My hon. Friend is absolutely correct. I was going to make a similar point later, but she has made it very powerfully.
The Minister for Further Education, Skills and Lifelong Learning, who is not here this evening, has been cautious in his criticism of the previous Government’s programmes, and rightly so. Of course, as Members on both sides of the House have said, there were serious imperfections with Connexions and Next Step, but we must be careful not to write off the positive features and the important work of many talented and committed professionals who have worked, as some still do, in those programmes.
Today, in advance of tonight’s debate, I spoke to people in some of the secondary schools in my constituency. Those at St John Bosco school in Croxteth told me about the work they have been doing with the Aimhigher programme. They have drawn particularly on the importance of the role of face-to-face contact by employing a graduate mentor to assist the girls at the school with their university applications and career development.
This is a school in a very deprived neighbourhood that has an excellent reputation and a high percentage of its girls going on to university.
Cardinal Heenan school for boys has pioneered a particularly innovative approach to careers advice. I want to commend Dave Forshaw, the head teacher, and his team for their industry day programme, which I have had the opportunity to visit on two occasions. The programme draws on alumni, partners and a range of local organisations to deliver rich and effective careers advice, starting in year 7. Its recent industry days have had contributions from a former pupil of the school, the actor Ian Hart, who appeared in the Harry Potter films, as well as local and national journalists, sports professionals, solicitors, accountants and others. West Derby school has adopted a similar approach and held its first careers convention last year.

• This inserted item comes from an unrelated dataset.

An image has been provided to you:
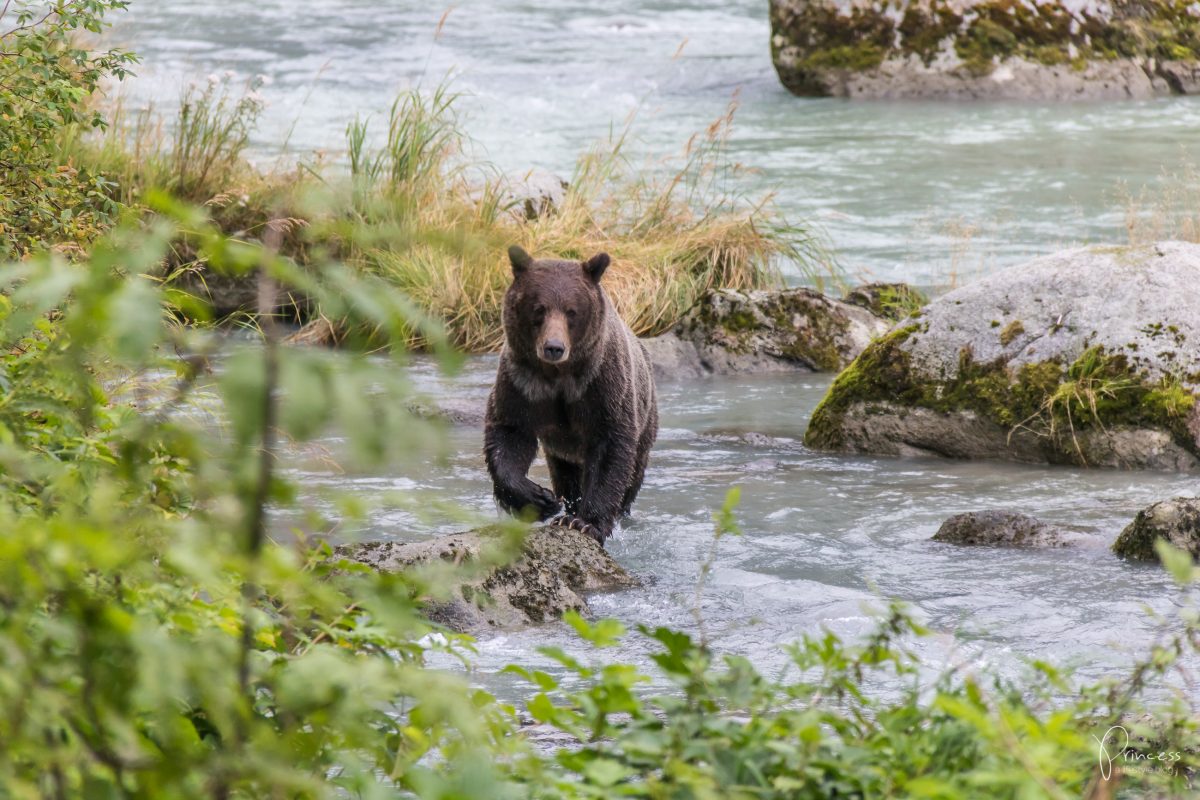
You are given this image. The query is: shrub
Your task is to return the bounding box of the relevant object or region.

I cite those examples because they demonstrate two important points. The first is the critical importance of giving information and advice at an early age. Too often, these things are left too late. The second is the importance of drawing on expertise, including among the alumni of the schools themselves, to inspire young people.
The head teachers of those schools said to me today that quality careers advice needs resources. They are very concerned about what they see as a potential shift in policy away from face-to-face interaction to online and telephone-based services. My right hon. Friend the shadow Secretary of State set out the research published by Unison that was done at the university of Derby, which shows the sheer scale of the cuts in careers services up and down the country. That is the backdrop for this important debate.
Some of this debate has focused on low-cost solutions and how effective they are in delivery. I would like to bring the House’s attention to the work of an organisation called Future First. It has done excellent research on careers services. Like the head teachers of the schools in my constituency that I have cited, it emphasises that careers advice cannot be reduced to online information and telephone services. A complementary model is surely the best way forward. Future First seeks to increase social mobility by building communities of alumni around state schools to inspire young people about their futures.